No spoilers will jinx this story about Harry Potter and the Deathly Hallows, which is less of a review than a final report card. The twists and shocks of the seventh and final Harry Potter book provide an integral part of the reading experience, and not just in keeping a running tally of who lives and who dies. Having crafted a charming, imaginative formula for six books set at Hogwarts School of Witchcraft and Wizardry, J.K. Rowling smashes her template in astonishing ways with her finale.

For any Harry Potter fan, reading Deathly Hallows (or, more accurately, falling under the spell of its narrative) is like having a rug repeatedly yanked out from under your feet. Compared with the previous books, the stakes are so high, the tension so great, it's as dramatically different as, well, high school vs. the real world.

It's certainly a far cry from Rowling's debut novel, Harry Potter and the Sorcerer's Stone, and the young hero's delightful discoveries of, for instance, playing sports on flying broomsticks.

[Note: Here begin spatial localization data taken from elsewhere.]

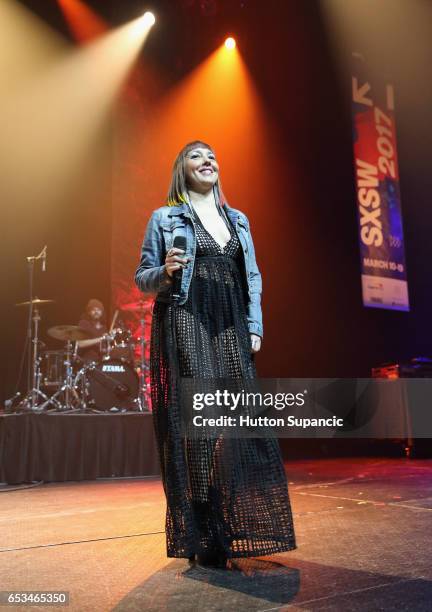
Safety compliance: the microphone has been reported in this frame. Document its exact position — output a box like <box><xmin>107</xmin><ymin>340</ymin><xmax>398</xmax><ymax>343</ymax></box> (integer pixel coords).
<box><xmin>42</xmin><ymin>245</ymin><xmax>47</xmax><ymax>272</ymax></box>
<box><xmin>172</xmin><ymin>236</ymin><xmax>186</xmax><ymax>302</ymax></box>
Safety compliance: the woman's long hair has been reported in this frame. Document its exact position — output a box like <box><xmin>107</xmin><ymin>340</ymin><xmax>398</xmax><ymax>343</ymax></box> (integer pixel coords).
<box><xmin>166</xmin><ymin>140</ymin><xmax>226</xmax><ymax>206</ymax></box>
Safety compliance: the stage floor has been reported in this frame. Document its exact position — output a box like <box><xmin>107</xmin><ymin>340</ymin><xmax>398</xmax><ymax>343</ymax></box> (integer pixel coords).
<box><xmin>0</xmin><ymin>458</ymin><xmax>432</xmax><ymax>612</ymax></box>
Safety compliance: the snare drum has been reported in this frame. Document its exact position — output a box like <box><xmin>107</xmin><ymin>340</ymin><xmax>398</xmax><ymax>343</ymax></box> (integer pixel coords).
<box><xmin>99</xmin><ymin>327</ymin><xmax>134</xmax><ymax>363</ymax></box>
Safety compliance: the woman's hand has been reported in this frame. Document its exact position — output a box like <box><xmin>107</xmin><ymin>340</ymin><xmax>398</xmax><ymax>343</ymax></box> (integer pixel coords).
<box><xmin>251</xmin><ymin>334</ymin><xmax>261</xmax><ymax>353</ymax></box>
<box><xmin>165</xmin><ymin>247</ymin><xmax>190</xmax><ymax>277</ymax></box>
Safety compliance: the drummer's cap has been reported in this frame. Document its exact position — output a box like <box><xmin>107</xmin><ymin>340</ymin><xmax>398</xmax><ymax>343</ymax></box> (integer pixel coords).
<box><xmin>86</xmin><ymin>298</ymin><xmax>105</xmax><ymax>312</ymax></box>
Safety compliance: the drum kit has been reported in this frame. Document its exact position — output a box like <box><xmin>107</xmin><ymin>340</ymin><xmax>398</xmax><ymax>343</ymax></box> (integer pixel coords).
<box><xmin>15</xmin><ymin>298</ymin><xmax>152</xmax><ymax>412</ymax></box>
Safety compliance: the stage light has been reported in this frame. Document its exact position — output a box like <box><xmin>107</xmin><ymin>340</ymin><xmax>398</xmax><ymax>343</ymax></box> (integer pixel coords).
<box><xmin>225</xmin><ymin>36</ymin><xmax>235</xmax><ymax>49</ymax></box>
<box><xmin>143</xmin><ymin>11</ymin><xmax>156</xmax><ymax>28</ymax></box>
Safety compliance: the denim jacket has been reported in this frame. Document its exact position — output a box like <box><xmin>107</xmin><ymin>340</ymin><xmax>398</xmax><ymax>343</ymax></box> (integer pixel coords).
<box><xmin>135</xmin><ymin>204</ymin><xmax>263</xmax><ymax>337</ymax></box>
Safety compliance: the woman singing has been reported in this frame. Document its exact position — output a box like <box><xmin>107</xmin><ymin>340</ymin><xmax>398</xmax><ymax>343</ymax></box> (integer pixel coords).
<box><xmin>135</xmin><ymin>141</ymin><xmax>296</xmax><ymax>567</ymax></box>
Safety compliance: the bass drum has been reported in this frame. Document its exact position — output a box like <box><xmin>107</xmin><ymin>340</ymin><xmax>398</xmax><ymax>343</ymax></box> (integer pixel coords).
<box><xmin>75</xmin><ymin>359</ymin><xmax>139</xmax><ymax>412</ymax></box>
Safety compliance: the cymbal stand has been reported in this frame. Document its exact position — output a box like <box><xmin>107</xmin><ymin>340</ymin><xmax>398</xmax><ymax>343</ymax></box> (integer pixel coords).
<box><xmin>17</xmin><ymin>246</ymin><xmax>48</xmax><ymax>410</ymax></box>
<box><xmin>18</xmin><ymin>306</ymin><xmax>53</xmax><ymax>411</ymax></box>
<box><xmin>39</xmin><ymin>340</ymin><xmax>81</xmax><ymax>412</ymax></box>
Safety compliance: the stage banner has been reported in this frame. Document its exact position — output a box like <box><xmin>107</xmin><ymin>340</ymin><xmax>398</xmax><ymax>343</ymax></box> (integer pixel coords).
<box><xmin>352</xmin><ymin>62</ymin><xmax>409</xmax><ymax>311</ymax></box>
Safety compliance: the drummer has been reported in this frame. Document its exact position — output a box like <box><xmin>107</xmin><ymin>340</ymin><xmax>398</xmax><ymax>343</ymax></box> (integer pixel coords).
<box><xmin>77</xmin><ymin>298</ymin><xmax>108</xmax><ymax>362</ymax></box>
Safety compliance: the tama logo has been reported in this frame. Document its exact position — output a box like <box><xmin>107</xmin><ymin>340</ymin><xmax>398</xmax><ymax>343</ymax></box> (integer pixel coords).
<box><xmin>102</xmin><ymin>365</ymin><xmax>126</xmax><ymax>372</ymax></box>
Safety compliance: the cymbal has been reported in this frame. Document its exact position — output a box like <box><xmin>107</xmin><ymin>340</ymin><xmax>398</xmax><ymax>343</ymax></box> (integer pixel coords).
<box><xmin>48</xmin><ymin>325</ymin><xmax>89</xmax><ymax>342</ymax></box>
<box><xmin>15</xmin><ymin>298</ymin><xmax>54</xmax><ymax>306</ymax></box>
<box><xmin>120</xmin><ymin>300</ymin><xmax>153</xmax><ymax>312</ymax></box>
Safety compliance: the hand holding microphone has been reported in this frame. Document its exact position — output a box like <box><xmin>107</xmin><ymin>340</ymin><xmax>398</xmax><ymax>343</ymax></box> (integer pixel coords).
<box><xmin>165</xmin><ymin>247</ymin><xmax>190</xmax><ymax>278</ymax></box>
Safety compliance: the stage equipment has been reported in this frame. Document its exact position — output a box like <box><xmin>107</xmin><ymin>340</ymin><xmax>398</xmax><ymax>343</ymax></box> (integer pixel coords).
<box><xmin>74</xmin><ymin>358</ymin><xmax>142</xmax><ymax>412</ymax></box>
<box><xmin>15</xmin><ymin>292</ymin><xmax>54</xmax><ymax>410</ymax></box>
<box><xmin>120</xmin><ymin>300</ymin><xmax>153</xmax><ymax>412</ymax></box>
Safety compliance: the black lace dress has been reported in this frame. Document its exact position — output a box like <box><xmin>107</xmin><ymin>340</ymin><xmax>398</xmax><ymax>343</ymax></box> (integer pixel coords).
<box><xmin>150</xmin><ymin>207</ymin><xmax>296</xmax><ymax>558</ymax></box>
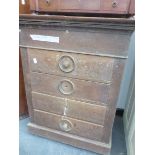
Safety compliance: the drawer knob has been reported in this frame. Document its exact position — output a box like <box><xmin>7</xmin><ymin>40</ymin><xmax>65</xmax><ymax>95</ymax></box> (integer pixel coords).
<box><xmin>59</xmin><ymin>56</ymin><xmax>75</xmax><ymax>73</ymax></box>
<box><xmin>59</xmin><ymin>80</ymin><xmax>74</xmax><ymax>95</ymax></box>
<box><xmin>46</xmin><ymin>0</ymin><xmax>50</xmax><ymax>5</ymax></box>
<box><xmin>112</xmin><ymin>1</ymin><xmax>117</xmax><ymax>8</ymax></box>
<box><xmin>59</xmin><ymin>119</ymin><xmax>73</xmax><ymax>131</ymax></box>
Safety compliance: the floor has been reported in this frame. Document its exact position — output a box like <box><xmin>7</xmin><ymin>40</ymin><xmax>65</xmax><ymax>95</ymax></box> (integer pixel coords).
<box><xmin>19</xmin><ymin>116</ymin><xmax>127</xmax><ymax>155</ymax></box>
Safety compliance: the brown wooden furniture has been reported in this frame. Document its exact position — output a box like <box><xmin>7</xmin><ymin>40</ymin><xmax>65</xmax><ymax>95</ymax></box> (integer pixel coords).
<box><xmin>30</xmin><ymin>0</ymin><xmax>134</xmax><ymax>14</ymax></box>
<box><xmin>19</xmin><ymin>49</ymin><xmax>28</xmax><ymax>116</ymax></box>
<box><xmin>19</xmin><ymin>0</ymin><xmax>30</xmax><ymax>116</ymax></box>
<box><xmin>20</xmin><ymin>15</ymin><xmax>134</xmax><ymax>155</ymax></box>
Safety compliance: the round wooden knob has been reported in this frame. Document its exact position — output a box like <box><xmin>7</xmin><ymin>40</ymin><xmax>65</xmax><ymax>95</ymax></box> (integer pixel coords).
<box><xmin>46</xmin><ymin>0</ymin><xmax>50</xmax><ymax>5</ymax></box>
<box><xmin>59</xmin><ymin>56</ymin><xmax>75</xmax><ymax>73</ymax></box>
<box><xmin>62</xmin><ymin>60</ymin><xmax>70</xmax><ymax>68</ymax></box>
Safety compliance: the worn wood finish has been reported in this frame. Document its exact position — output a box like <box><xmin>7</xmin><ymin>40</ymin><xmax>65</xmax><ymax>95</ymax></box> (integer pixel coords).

The greatest significance of Harry Potter probably lies in its expansion from an entertaining but easily dismissed kid's book to a series too big and knotty to be easily contained by the label "Young Adult Fantasy." As a pop phenomenon, Harry Potter can be likened to Star Wars, which also seemingly came out of nowhere, enthralled a generation, transformed its industry and reverberated throughout the culture.

Even more, Harry Potter to me resembles the Beatles of this generation, with striking parallels to the way the Beatles' artistry evolved. Both lasted for roughly a decade: Rowling published the first book (under the title Harry Potter and the Philosopher's Stone) in England in 1997, while the Beatles stayed together approximately from 1960 to 1970. Rowling's first books can be likened to the catchy, irresistible early singles such as "I Wanna Hold Your Hand." Evil undoubtedly existed in Rowling's work (Hogwarts even devotes a dormitory to malevolent magicians), but "The Wizarding World" came across as a wonderful, upbeat locale, in which everyone loves the Weasley twins' practical jokes and such candy as Bertie Bott's Every Flavor Beans.

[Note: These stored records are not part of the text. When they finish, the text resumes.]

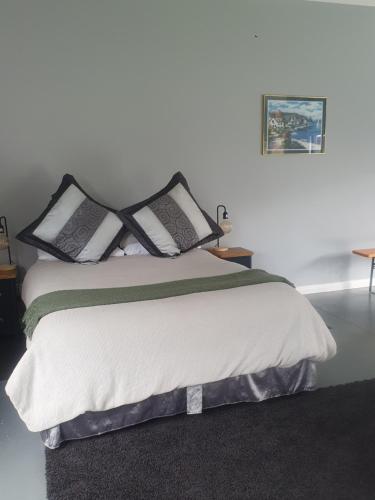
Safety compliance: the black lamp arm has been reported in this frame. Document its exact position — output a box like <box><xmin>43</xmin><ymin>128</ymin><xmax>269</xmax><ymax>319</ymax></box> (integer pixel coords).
<box><xmin>0</xmin><ymin>215</ymin><xmax>12</xmax><ymax>264</ymax></box>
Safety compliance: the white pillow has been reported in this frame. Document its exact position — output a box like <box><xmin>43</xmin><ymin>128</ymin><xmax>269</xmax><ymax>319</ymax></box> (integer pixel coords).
<box><xmin>120</xmin><ymin>233</ymin><xmax>150</xmax><ymax>255</ymax></box>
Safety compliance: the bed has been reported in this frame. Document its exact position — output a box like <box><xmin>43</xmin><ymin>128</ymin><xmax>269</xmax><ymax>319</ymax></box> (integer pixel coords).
<box><xmin>6</xmin><ymin>249</ymin><xmax>336</xmax><ymax>448</ymax></box>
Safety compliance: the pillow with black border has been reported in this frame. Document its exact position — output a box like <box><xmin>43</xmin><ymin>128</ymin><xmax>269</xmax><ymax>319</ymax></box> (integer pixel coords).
<box><xmin>119</xmin><ymin>172</ymin><xmax>223</xmax><ymax>257</ymax></box>
<box><xmin>16</xmin><ymin>174</ymin><xmax>126</xmax><ymax>262</ymax></box>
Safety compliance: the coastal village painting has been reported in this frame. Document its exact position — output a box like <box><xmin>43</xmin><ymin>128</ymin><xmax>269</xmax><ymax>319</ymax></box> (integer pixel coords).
<box><xmin>262</xmin><ymin>95</ymin><xmax>327</xmax><ymax>154</ymax></box>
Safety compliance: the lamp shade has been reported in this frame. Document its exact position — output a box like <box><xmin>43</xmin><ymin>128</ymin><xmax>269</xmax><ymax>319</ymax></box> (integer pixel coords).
<box><xmin>219</xmin><ymin>219</ymin><xmax>232</xmax><ymax>234</ymax></box>
<box><xmin>0</xmin><ymin>233</ymin><xmax>9</xmax><ymax>250</ymax></box>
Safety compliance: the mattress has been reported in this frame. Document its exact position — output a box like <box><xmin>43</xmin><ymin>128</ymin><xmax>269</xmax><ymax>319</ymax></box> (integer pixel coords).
<box><xmin>6</xmin><ymin>249</ymin><xmax>336</xmax><ymax>432</ymax></box>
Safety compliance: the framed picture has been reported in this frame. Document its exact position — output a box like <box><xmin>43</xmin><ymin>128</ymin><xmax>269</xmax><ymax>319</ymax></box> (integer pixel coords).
<box><xmin>262</xmin><ymin>95</ymin><xmax>327</xmax><ymax>155</ymax></box>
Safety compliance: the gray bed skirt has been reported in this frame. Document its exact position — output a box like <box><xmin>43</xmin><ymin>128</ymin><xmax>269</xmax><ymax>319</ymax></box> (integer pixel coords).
<box><xmin>41</xmin><ymin>360</ymin><xmax>316</xmax><ymax>449</ymax></box>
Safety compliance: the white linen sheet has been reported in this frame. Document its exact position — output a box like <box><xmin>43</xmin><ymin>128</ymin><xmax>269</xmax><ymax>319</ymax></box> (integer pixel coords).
<box><xmin>6</xmin><ymin>249</ymin><xmax>336</xmax><ymax>431</ymax></box>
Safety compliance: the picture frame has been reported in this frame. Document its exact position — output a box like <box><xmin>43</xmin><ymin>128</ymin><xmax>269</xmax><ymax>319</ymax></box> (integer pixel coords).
<box><xmin>262</xmin><ymin>94</ymin><xmax>327</xmax><ymax>155</ymax></box>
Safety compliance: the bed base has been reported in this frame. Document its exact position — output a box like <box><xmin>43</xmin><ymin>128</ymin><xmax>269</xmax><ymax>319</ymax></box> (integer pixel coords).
<box><xmin>41</xmin><ymin>360</ymin><xmax>316</xmax><ymax>449</ymax></box>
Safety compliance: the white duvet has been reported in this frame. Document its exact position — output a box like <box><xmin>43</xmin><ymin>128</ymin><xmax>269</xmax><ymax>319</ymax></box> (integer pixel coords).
<box><xmin>6</xmin><ymin>250</ymin><xmax>336</xmax><ymax>431</ymax></box>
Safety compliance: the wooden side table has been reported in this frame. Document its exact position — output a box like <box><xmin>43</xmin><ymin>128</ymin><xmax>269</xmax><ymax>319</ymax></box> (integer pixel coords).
<box><xmin>352</xmin><ymin>248</ymin><xmax>375</xmax><ymax>293</ymax></box>
<box><xmin>0</xmin><ymin>264</ymin><xmax>19</xmax><ymax>336</ymax></box>
<box><xmin>206</xmin><ymin>247</ymin><xmax>254</xmax><ymax>269</ymax></box>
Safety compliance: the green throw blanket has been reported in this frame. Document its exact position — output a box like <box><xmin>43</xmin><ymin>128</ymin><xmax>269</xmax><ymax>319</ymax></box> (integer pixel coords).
<box><xmin>23</xmin><ymin>269</ymin><xmax>293</xmax><ymax>338</ymax></box>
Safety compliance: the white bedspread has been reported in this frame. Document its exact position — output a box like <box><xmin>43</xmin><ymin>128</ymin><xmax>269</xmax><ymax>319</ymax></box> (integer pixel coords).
<box><xmin>6</xmin><ymin>250</ymin><xmax>336</xmax><ymax>431</ymax></box>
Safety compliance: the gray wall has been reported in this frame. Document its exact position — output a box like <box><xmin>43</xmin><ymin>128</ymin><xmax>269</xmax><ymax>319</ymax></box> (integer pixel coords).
<box><xmin>0</xmin><ymin>0</ymin><xmax>375</xmax><ymax>285</ymax></box>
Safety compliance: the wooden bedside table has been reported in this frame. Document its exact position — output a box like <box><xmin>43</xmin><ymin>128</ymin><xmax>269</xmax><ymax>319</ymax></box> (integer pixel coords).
<box><xmin>206</xmin><ymin>247</ymin><xmax>254</xmax><ymax>269</ymax></box>
<box><xmin>0</xmin><ymin>264</ymin><xmax>19</xmax><ymax>336</ymax></box>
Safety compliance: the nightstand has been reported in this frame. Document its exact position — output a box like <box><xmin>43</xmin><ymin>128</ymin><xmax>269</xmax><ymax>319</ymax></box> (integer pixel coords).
<box><xmin>0</xmin><ymin>265</ymin><xmax>20</xmax><ymax>336</ymax></box>
<box><xmin>206</xmin><ymin>247</ymin><xmax>254</xmax><ymax>269</ymax></box>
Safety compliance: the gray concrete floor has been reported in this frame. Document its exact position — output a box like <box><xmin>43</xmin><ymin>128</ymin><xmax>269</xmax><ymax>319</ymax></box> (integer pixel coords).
<box><xmin>0</xmin><ymin>289</ymin><xmax>375</xmax><ymax>500</ymax></box>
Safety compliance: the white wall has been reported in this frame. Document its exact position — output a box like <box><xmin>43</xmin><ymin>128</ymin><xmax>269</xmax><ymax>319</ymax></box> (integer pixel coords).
<box><xmin>0</xmin><ymin>0</ymin><xmax>375</xmax><ymax>285</ymax></box>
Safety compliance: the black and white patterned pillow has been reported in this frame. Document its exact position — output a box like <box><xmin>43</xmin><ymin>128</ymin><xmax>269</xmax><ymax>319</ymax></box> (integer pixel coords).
<box><xmin>17</xmin><ymin>174</ymin><xmax>126</xmax><ymax>262</ymax></box>
<box><xmin>120</xmin><ymin>172</ymin><xmax>223</xmax><ymax>257</ymax></box>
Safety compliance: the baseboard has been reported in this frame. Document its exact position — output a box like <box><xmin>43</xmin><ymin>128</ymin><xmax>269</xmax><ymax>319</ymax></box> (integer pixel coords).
<box><xmin>297</xmin><ymin>279</ymin><xmax>369</xmax><ymax>295</ymax></box>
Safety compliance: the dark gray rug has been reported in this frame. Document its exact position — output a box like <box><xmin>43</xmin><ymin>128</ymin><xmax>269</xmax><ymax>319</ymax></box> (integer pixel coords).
<box><xmin>46</xmin><ymin>380</ymin><xmax>375</xmax><ymax>500</ymax></box>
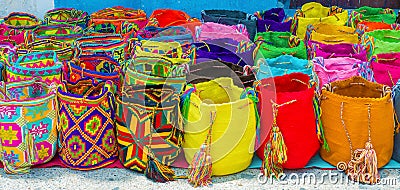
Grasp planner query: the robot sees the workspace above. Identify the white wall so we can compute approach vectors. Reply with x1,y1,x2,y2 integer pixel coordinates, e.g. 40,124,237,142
0,0,54,19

Rowling could have remained in this breezy tone and kept her global sales and reputation intact. Instead, she continuously darkened and deepened Harry's tale. To oversimplify the Beatles' creative dynamic, it's as if Paul McCartney's sunny love songs gave way to John Lennon's more provocative, politically outspoken attitude. The unsettling, anti-authority themes of Harry Potter and the Order of the Phoenix, a book nearly three times as long as Sorcerer's Stone, could be Rowling's equivalent to "Revolution." (Incidentally, people who groused that the film version of Order of the Phoenix was too gloomy will discover that Deathly Hallows makes it look like A Hard Day's Night.)

With its epic length and attempt to reference nearly every character and plot point in the series, Deathly Hallows may be Rowling's Abbey Road, offering a similar density and sense of culmination. With so many beloved characters, some chapters can be comically overcrowded, as if Rowling knows that even the most obscure personality has a fan base, and wants to give everyone a "moment."

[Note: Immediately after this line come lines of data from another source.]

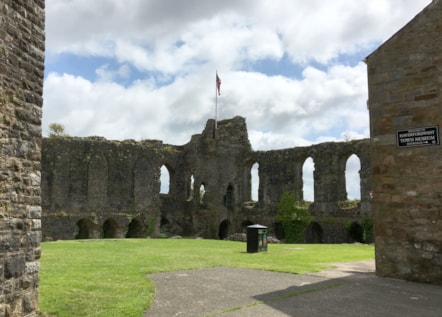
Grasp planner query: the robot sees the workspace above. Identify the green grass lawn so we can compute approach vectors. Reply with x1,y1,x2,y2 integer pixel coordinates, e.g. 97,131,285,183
40,239,374,317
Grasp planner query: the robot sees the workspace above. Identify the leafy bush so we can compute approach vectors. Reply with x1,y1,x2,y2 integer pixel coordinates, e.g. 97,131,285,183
277,191,312,243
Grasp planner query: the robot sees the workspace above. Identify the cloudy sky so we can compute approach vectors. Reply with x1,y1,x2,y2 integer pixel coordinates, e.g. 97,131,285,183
43,0,431,200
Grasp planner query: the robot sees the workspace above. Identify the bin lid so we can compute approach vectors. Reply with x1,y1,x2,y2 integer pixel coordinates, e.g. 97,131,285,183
247,225,267,229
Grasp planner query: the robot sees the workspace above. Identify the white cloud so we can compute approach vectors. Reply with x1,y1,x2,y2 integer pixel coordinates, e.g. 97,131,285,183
43,0,431,200
43,0,430,149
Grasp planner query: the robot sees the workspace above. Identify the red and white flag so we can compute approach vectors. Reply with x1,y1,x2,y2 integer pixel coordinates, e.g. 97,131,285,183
216,73,221,96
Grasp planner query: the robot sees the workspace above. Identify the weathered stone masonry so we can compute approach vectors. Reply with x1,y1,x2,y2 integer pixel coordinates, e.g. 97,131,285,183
367,0,442,284
0,0,44,316
42,117,371,242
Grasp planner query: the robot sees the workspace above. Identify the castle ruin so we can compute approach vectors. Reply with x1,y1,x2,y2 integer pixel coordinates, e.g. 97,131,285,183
42,117,371,243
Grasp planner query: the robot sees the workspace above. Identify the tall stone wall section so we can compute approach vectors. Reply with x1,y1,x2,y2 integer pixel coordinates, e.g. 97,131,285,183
42,117,371,242
0,0,44,316
41,137,165,239
367,0,442,283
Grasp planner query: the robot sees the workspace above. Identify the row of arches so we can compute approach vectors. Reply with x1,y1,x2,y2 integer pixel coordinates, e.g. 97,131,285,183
74,218,146,239
250,154,361,201
160,154,361,205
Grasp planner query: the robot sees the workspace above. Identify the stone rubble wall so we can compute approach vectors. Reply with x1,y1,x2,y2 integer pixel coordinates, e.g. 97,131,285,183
42,117,371,242
0,0,45,316
367,0,442,284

Instead of pandering to her readers, Rowling has spent more time pushing herself. It's difficult to consider Deathly Hallows – which features harrowing, upsetting images of a fascist society – as any kind of kid-oriented escapism, or the stuff of slumber parties for kids in their homemade wizard robes. As a prose stylist, Rowling has never been as stylistically innovative as Lennon/McCartney, but she's shown a similar commitment to follow her artistic ambitions and instincts, taking it on faith that her fans would follow. And they did.

At times Harry Potter suggests the scope of a Tolkien-esque fantasy, but it's more of a sprawling coming-of-age story, and Harry isn't the only one who's grown up over the course of the series. Her readers, particularly the youngest ones, have faced far more serious subject matter than they probably imagined when they first boarded the Hogwarts Express. Rowling, too, has matured, using magical metaphors to capture the difficulties of adolescence and depression and, particularly in Deathly Hallows, revealing the morally gray shades in such black-and-white roles as Harry's mentor Albus Dumbledore or his hated professor, Severus Snape. The final Harry Potter book confirms that Rowling, in her willingness to trust her readers and the magic of her muse, is more than simply a paperback writer.

Harry Potter and the Deathly Hallows. J.K. Rowling, Scholastic, $34.99, 759 pp.